Another typical ignition solution for modern gasoline cars, which exists in parallel with modular coils, is individual coils for each cylinder, which are installed in the spark plug well and contact the spark plug directly, without a high-voltage wire.
The first "personal coils" were just coils, but then switching electronics moved into them - just as it happened with ignition modules. Of the advantages of this form factor is the rejection of high-voltage wires, as well as the ability to replace only one coil, rather than the entire module, if it fails.

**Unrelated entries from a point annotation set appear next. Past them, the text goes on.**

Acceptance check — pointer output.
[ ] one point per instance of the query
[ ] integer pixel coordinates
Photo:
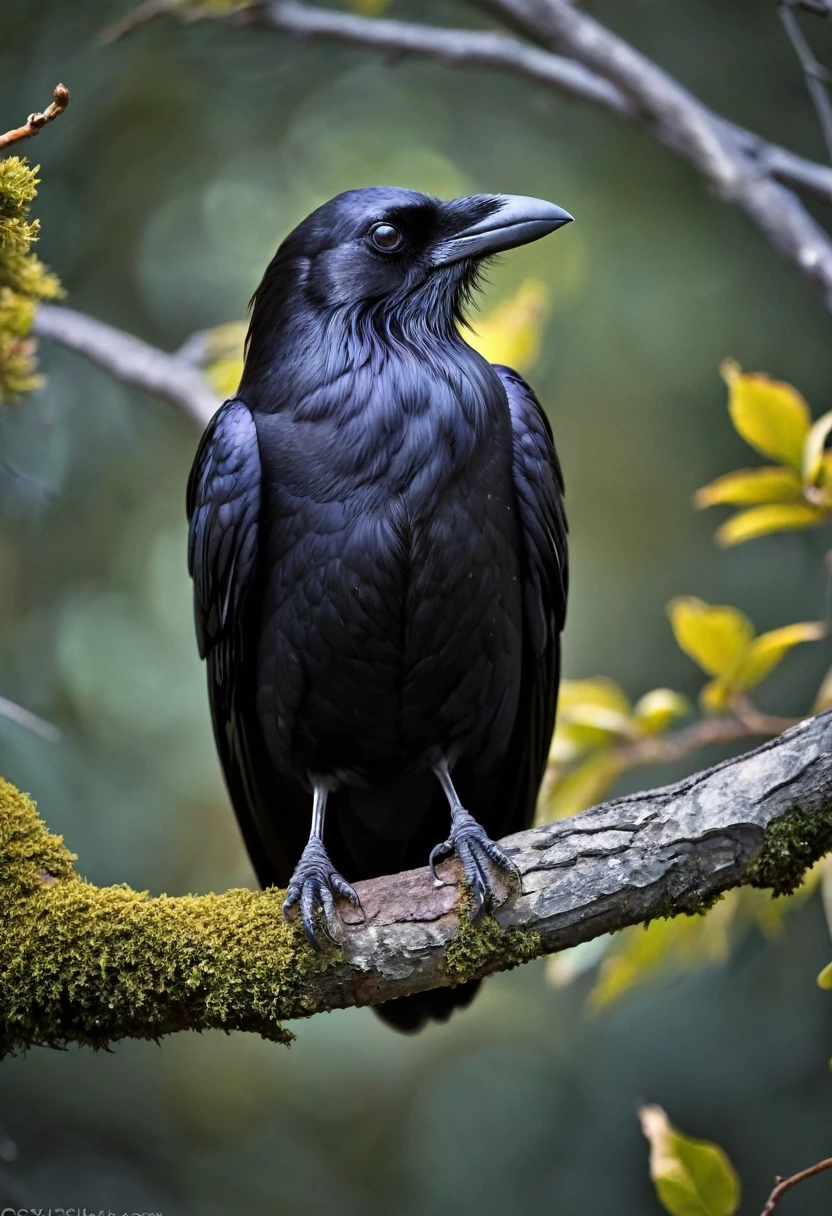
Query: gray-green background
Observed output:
(185, 156)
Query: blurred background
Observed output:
(186, 155)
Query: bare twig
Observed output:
(820, 7)
(816, 76)
(783, 1184)
(472, 48)
(130, 360)
(24, 718)
(684, 124)
(35, 122)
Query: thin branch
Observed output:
(816, 76)
(24, 718)
(684, 124)
(34, 123)
(783, 1184)
(591, 60)
(819, 7)
(130, 360)
(95, 964)
(460, 48)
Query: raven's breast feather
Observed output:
(389, 634)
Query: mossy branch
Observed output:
(89, 964)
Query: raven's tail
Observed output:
(410, 1013)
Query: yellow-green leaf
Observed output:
(657, 709)
(825, 978)
(747, 487)
(369, 7)
(824, 698)
(766, 651)
(813, 450)
(717, 697)
(583, 786)
(639, 953)
(597, 691)
(224, 356)
(770, 518)
(715, 636)
(511, 333)
(692, 1177)
(771, 416)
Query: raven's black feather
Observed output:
(377, 544)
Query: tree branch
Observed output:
(675, 117)
(34, 123)
(91, 964)
(783, 1184)
(816, 76)
(130, 360)
(599, 67)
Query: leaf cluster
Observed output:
(791, 494)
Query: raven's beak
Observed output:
(512, 220)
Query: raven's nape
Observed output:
(377, 544)
(411, 1013)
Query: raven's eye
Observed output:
(386, 237)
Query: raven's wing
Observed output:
(539, 491)
(223, 511)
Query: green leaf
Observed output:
(769, 649)
(640, 952)
(692, 1177)
(824, 698)
(813, 450)
(590, 714)
(770, 518)
(771, 416)
(717, 697)
(714, 636)
(657, 709)
(825, 978)
(747, 487)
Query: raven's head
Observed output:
(394, 252)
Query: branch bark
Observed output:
(91, 964)
(35, 122)
(130, 360)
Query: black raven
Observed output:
(377, 544)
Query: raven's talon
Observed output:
(314, 887)
(439, 850)
(474, 850)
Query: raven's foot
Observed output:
(314, 887)
(474, 849)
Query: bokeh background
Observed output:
(185, 156)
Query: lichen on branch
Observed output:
(24, 281)
(86, 964)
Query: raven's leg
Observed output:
(472, 845)
(315, 880)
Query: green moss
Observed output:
(89, 964)
(791, 845)
(485, 947)
(23, 279)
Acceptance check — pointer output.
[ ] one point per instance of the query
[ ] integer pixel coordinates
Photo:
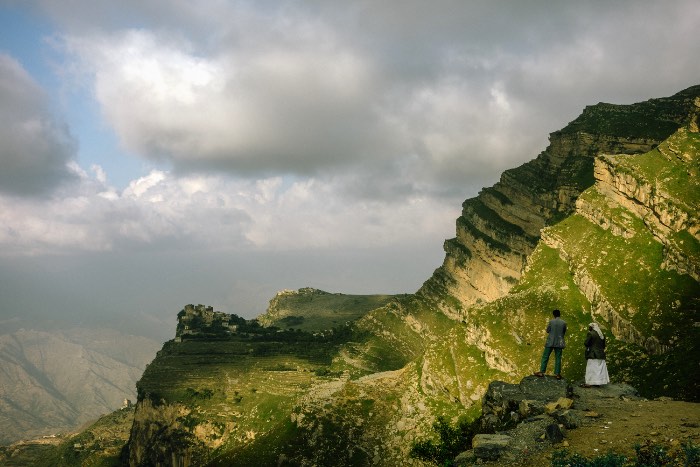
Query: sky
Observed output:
(156, 153)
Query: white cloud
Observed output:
(36, 147)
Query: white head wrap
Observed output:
(596, 328)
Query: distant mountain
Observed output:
(56, 381)
(603, 224)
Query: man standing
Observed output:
(556, 328)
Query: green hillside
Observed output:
(603, 225)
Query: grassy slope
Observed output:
(314, 310)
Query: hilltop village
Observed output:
(203, 320)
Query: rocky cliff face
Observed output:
(591, 226)
(500, 228)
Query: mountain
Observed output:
(603, 225)
(56, 381)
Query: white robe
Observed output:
(596, 372)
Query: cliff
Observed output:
(603, 225)
(500, 228)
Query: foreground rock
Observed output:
(540, 415)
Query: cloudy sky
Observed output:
(162, 152)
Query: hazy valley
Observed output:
(603, 224)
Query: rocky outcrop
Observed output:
(532, 415)
(499, 228)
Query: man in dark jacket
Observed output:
(556, 328)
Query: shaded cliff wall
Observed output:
(500, 227)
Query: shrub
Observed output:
(452, 440)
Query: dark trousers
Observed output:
(557, 359)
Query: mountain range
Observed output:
(602, 225)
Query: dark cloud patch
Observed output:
(36, 148)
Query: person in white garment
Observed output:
(596, 369)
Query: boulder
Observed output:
(527, 399)
(554, 433)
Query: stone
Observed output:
(554, 433)
(569, 419)
(490, 447)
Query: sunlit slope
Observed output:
(310, 309)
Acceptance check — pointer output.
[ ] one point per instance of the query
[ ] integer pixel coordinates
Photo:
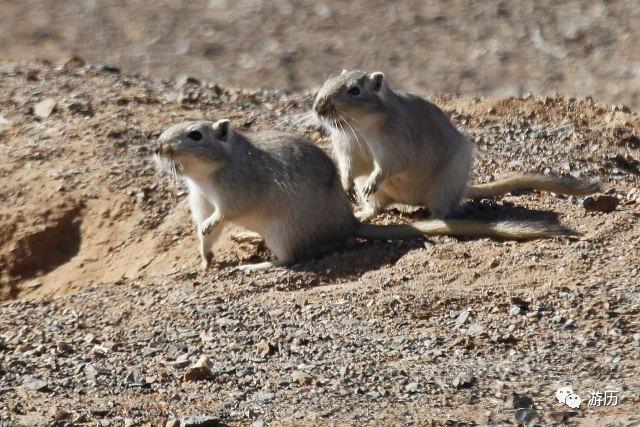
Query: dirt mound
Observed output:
(501, 48)
(112, 307)
(48, 240)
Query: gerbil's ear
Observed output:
(376, 80)
(221, 129)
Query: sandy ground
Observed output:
(491, 48)
(112, 309)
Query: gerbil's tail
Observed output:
(508, 230)
(555, 184)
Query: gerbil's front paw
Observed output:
(206, 261)
(351, 193)
(370, 187)
(207, 227)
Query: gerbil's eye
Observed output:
(354, 91)
(195, 135)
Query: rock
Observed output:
(43, 109)
(264, 349)
(411, 387)
(93, 371)
(201, 421)
(526, 416)
(515, 311)
(200, 371)
(183, 81)
(601, 203)
(151, 351)
(462, 317)
(464, 381)
(264, 397)
(517, 401)
(57, 414)
(33, 383)
(475, 329)
(301, 378)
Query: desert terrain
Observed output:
(106, 318)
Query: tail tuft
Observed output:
(555, 184)
(507, 230)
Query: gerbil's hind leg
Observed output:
(248, 268)
(373, 205)
(201, 208)
(247, 237)
(209, 232)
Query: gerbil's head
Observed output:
(350, 94)
(187, 147)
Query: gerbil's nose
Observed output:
(163, 148)
(322, 106)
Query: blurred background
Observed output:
(576, 48)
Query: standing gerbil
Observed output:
(287, 190)
(400, 148)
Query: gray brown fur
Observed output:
(400, 148)
(286, 190)
(278, 185)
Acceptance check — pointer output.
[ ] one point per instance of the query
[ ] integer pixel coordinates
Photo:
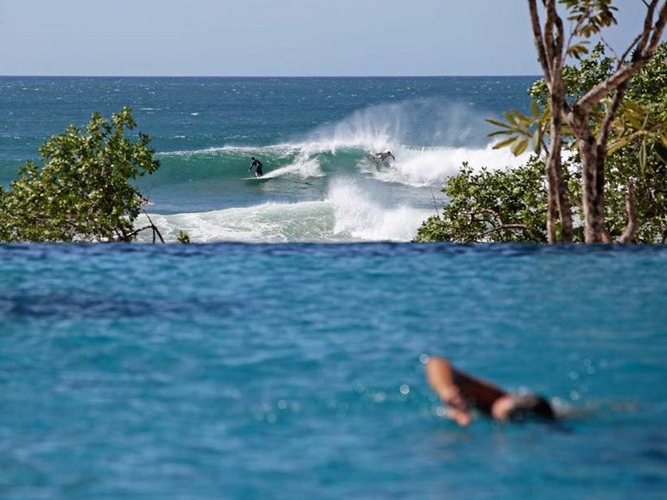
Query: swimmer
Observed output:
(462, 392)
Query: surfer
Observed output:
(381, 157)
(462, 392)
(257, 165)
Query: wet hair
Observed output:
(527, 406)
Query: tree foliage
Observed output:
(82, 191)
(511, 205)
(491, 206)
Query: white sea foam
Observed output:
(360, 217)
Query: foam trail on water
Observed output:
(358, 216)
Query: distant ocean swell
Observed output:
(311, 192)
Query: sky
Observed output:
(275, 37)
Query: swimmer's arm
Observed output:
(440, 376)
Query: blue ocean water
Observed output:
(313, 135)
(296, 370)
(281, 355)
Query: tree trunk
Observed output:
(592, 187)
(560, 190)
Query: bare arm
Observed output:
(440, 375)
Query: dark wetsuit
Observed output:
(258, 167)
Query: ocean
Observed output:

True, it is worth saying that in this format (coils without high-voltage wires mounted on a candle) there are also coils in the form of a single block, united by a common base. Such, for example, like to use GM and PSA. This is a truly nightmarish technical solution: the coils seem to be separate, but if one “bobbin” fails, you have to change the assembly of a large and very expensive unit ...
The classic oil-filled bobbin was one of the most reliable and indestructible units in carbureted and early injection cars. Sudden failure of it was considered a rarity. True, its reliability, unfortunately, was "compensated" by an integral partner - a distributor, and later - an electronic switch (the latter, however, only applied to domestic products). The “dry” coils that replaced the “oil” coils were comparable in terms of reliability, but still failed somewhat more often for no apparent reason.
Injection evolution forced to get rid of the distributor. This is how various designs appeared that did not need a mechanical high-voltage distributor - modules and individual coils according to the number of cylinders. The reliability of such structures has decreased even more due to the complication and miniaturization of their "offal", as well as the extremely difficult conditions of their work. After several years of operation with constant heating from the engine on which the coils were mounted, cracks formed on the protective layer of the compound, through which moisture and oil entered the high-voltage winding, causing breakdowns inside the windings and misfiring. With individual coils that are installed in candle wells, working conditions are even more hellish. Also, gentle modern coils do not like washing the engine compartment and the increased gap in the electrodes of the spark plugs, which is formed as a result of the long-term operation of the latter. The spark is always looking for the shortest path, and often finds it inside the winding of the bobbin.
As a result, today the most reliable and correct design of the existing and used ones can be called an ignition module with built-in switching electronics, mounted on an engine with an air gap and connected to spark plugs by high-voltage wires. Less reliable are separate coils installed in the candle wells of the head of the block, and, from my point of view, the solution in the form of combined coils on a single ramp is completely unsuccessful.